The name Sun is not pronounced like the shiny thing Sun in the sky, but either as "swin" like 学生 said (if you like to labialize the sibilant) or like "soon", but with a shorter vowel - like "so(o)n" or "son", but then some people pronounce that word like "san" which is not like 孙 anymore, but more like 三, which is number three. Pliiz samwan riform Inglish orthographi.


----------



## Xue Sheng (Jan 4, 2019)

All my pronunciations are those of a Beijingren (Běijīngrén 北京人) that is what I hear at home.


----------



## VPT (Jan 8, 2019)

Xue Sheng said:


> All my pronunciations are those of a Beijingren (Běijīngrén 北京人) that is what I hear at home.

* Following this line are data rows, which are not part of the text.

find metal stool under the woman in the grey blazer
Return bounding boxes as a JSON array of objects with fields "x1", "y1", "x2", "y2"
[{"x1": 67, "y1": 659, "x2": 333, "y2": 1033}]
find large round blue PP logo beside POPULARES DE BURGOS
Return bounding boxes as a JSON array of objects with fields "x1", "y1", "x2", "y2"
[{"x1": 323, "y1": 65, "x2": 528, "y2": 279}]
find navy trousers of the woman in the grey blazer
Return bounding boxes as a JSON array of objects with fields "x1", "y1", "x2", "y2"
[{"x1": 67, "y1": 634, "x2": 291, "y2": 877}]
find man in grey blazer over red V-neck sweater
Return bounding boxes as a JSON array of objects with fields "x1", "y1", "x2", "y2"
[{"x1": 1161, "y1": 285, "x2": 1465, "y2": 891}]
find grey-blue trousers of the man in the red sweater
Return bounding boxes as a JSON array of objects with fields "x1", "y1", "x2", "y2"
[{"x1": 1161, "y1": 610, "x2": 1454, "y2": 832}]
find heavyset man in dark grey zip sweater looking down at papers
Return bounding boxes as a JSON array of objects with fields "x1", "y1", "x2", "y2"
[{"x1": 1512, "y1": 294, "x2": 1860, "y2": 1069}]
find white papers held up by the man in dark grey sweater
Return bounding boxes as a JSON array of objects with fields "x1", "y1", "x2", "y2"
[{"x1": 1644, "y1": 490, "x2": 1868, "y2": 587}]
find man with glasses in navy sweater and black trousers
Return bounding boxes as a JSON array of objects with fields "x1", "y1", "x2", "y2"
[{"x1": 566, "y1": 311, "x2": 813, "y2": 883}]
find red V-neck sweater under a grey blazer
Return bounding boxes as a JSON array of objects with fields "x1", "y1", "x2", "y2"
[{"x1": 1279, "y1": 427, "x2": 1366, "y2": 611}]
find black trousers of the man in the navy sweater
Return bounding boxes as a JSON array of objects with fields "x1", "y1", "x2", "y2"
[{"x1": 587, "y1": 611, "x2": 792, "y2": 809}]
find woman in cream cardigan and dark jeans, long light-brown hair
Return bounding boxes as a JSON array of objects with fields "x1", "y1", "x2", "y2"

I spent an exchange semester in Shanghai. I never managed to comprehend a single thing they ever talked to me in Mandarin, not to mention the local variety of Wu (pun not intended, but not avoided either) Chinese. Only when I went to Beijing for Christmas the skies opened and suddenly I comprehended everything. (Unfortunately the sky opened only for a day, then the smog got back again...) The same thing happened to me in Taiwan, all of the sounds came out so nice and clear. "Tsii le maaa?"  

The Beijing accent is the basis of the official pronunciation of Mandarin (but not of the grammar necessarily) with its three-way distribution of places of articulation for fricatives and affricates; a feature which does not necessarily appear in all dialects. There's also rhotic codas aplenty which are otherwise not present in other variants of Mandarin; especially the more masculine and working-class sociolects of Beijingese can be infuriatingly (or enchantingly) muddled, it's like a pirate eating a too hot steamed bun. I just love that manly murmuring.


----------



## Xue Sheng (Jan 8, 2019)

VPT said:


> I spent an exchange semester in Shanghai. I never managed to comprehend a single thing they ever talked to me in Mandarin, not to mention the local variety of Wu (pun not intended, but not avoided either) Chinese. Only when I went to Beijing for Christmas the skies opened and suddenly I comprehended everything. (Unfortunately the sky opened only for a day, then the smog got back again...) The same thing happened to me in Taiwan, all of the sounds came out so nice and clear. "Tsii le maaa?"
> 
> The Beijing accent is the basis of the official pronunciation of Mandarin (but not of the grammar necessarily) with its three-way distribution of places of articulation for fricatives and affricates; a feature which does not necessarily appear in all dialects. There's also rhotic codas aplenty which are otherwise not present in other variants of Mandarin; especially the more masculine and working-class sociolects of Beijingese can be infuriatingly (or enchantingly) muddled, it's like a pirate eating a too hot steamed bun. I just love that manly murmuring.



My mandarin is awful, but my pronunciation got better in Beijing when I started watching them talk. Their mouths hardly move and a whole lot of sound comes out. When I did the same, they actually started understanding me


----------



## Gerry Seymour (Jan 8, 2019)

Xue Sheng said:


> My mandarin is awful, but my pronunciation got better in Beijing when I started watching them talk. Their mouths hardly move and a whole lot of sound comes out. When I did the same, they actually started understanding me


Man, Southerners in the US should be naturals at speaking Mandarin.